>>I think folks are making a big mistake belittling the work that is being.
> Hear, hear! Major progress is being made, this is a difficult nut to
> crack!
Please read carefully and check the responses. Nobody is belittling
anything. That is just Pete's word for my pointing out some obvious
deficiencies in the (unscientific?) defining and diagnosis criteria for CCD.
It seems others agree.
Accepting and evaluating criticism dispassionately and responding positively
and appropriately is essential to science and being a scientist. Many of
the people working on this I count as friends and acquaintances. I am not
criticizing them personally. I know they are committed and doing the best
they can under their marching orders. It is hard to work in a bureaucracy.
You have had to diagnose CCD. Did and do you find the definitions
understandable, especially before you became more intimately involved?
Could you improve on them?
> Re thresholds, as Pete says, high mite levels used to not be that much of
> a problem. But something changed about ten years ago.
I think we all noticed that. Bob says it is viruses and neonicitinids plus
maybe nosema or something unnoticed. there was talk of strange things
showing up in dissections a while back. Has that been followed up?
> Re Allen's request for numbers, I can only speak for my own operation.
> All numbers are for alcohol wash of 300 bees from the broodnest.
Same here. That is the gold standard. I find it sad, though, since it does
kill a lot of the best bees in the hive.
I sometimes do a half-sample if the yard seems consistent and high accuracy
is not needed. A lot of the time, we just need to confirm our guess, and if
a whole yard will be treated or not treated on the basis of test of a random
six or eight hives and even one shaking in at over 2% will bring on the
strips for all, then scientific accuracy is not required and the number of
samples makes up for the smaller sample per hive.
> I'm not concerned at up to about 6 mites (2% infestation). By the time
> you see 15 mites (5%) the colony is starting to have problems. By 45
> mites (15%) is might be able to be saved. By 60 mites (20%) it is walking
> dead.
Thanks.
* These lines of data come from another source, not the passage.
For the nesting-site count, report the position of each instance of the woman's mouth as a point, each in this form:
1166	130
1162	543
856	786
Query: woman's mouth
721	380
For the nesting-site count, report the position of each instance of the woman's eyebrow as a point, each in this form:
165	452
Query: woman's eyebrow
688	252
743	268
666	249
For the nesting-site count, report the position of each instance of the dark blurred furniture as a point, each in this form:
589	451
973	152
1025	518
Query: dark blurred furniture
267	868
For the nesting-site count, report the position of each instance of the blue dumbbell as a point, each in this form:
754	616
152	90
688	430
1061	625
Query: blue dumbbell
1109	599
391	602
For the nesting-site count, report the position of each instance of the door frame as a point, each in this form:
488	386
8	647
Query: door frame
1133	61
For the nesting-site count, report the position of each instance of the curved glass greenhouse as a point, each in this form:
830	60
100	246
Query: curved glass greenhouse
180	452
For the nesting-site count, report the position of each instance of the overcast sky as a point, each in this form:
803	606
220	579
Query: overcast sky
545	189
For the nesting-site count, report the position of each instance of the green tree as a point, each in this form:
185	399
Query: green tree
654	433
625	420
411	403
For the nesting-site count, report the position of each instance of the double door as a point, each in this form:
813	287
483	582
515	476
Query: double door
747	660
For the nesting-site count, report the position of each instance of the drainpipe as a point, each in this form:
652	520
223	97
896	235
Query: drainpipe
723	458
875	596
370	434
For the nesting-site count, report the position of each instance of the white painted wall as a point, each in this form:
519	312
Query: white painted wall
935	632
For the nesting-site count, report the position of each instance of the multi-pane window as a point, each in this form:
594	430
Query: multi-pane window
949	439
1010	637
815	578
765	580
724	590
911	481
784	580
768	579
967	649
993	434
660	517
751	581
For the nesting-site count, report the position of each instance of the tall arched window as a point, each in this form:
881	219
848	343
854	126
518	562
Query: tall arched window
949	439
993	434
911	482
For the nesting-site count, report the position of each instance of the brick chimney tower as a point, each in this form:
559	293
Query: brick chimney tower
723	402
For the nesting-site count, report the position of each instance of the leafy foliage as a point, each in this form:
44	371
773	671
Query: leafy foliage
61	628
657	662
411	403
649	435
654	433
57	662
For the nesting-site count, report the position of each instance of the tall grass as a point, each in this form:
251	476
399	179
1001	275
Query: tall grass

That fits with my experience.
As the numbers go up, the likelihood of serious problems increases, perhaps
exponentially. There are several factors: 1.) the predation itself and 2.)
the nutritional burden, 3.) the injuries , and 4.) the spread of infection
through open wounds and the mites' mouthparts.
> I have not yet been able to make any correlation in my operation between
> nosema and hive problems, but spore counts of entrance bees rarely get
> above 0M, and then only temporarily.
It is just one more straw, IMO. In the current situation, after high
losses, eliminating that additional variable is considered prudent here,
even if the correlation, if any, to losses is not simple.
Maybe we need to dig out some of Furgala's work for a fresh look.